Roussillon was a restaurant on 16 St Barnabas Street in the Pimlico district of London. It held a Michelin star from 2000 until 2011.
The restaurant's name comes from the village in the Lubéron rather than the Catalan region.

As of June 2012 the restaurant has ceased trading.

The restaurant was named by Chef Alexis Gauthier after acquiring it in 1997 in partnership with James Palmer and his brother Andrew, who had made their money from the New Covent Garden Soup Company. It had previously been named Marabel's, but new ownership, combined with the confusion of Marco Pierre White's new restaurant Mirabelle's, opening in the same week, prompted the name change.
Roussillon has held its Michelin star since 2000.

The restaurant offers a blend of French cuisine with British seasonal vegetables.
Favourite dishes include Blue Bembridge Lobster, Colchester Oysters, wild rabbit from the North Downs and Scottish venison. The herbs and vegetables are freshly picked each morning in Surrey.

It was the first restaurant to introduce a "garden" menu degustation for vegetarians, which made the news for its 5–course Flower Menu of petals and floral essences coinciding with the Chelsea Flower Show. In 2005, Roussillon dropped chicken from the menu in response to the 2005 bird flu outbreak.

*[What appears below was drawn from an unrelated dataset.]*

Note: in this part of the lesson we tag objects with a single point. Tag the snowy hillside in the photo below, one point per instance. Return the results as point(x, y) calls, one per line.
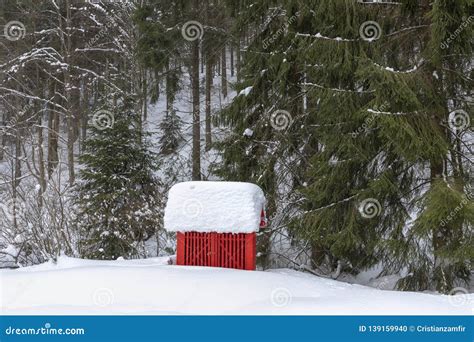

Roussillon was the first restaurant ever reviewed by Giles Coren, in Tatler magazine.

Chefs who have worked in the kitchen of Roussillon include Frederic Chabbert of Petrus, Kuala Lumpur, Chatree Kachornklin of La Table de Tee in Bangkok, and Alexis Gauthier. Gauthier is due to launch a new restaurant at Lindsay House with Roberto Della Pietra, the previous head sommelier at Roussillon. Gauthier will retain his share of ownership in Roussillon.

Roussillon's residence itself was previously built after World War II bombing.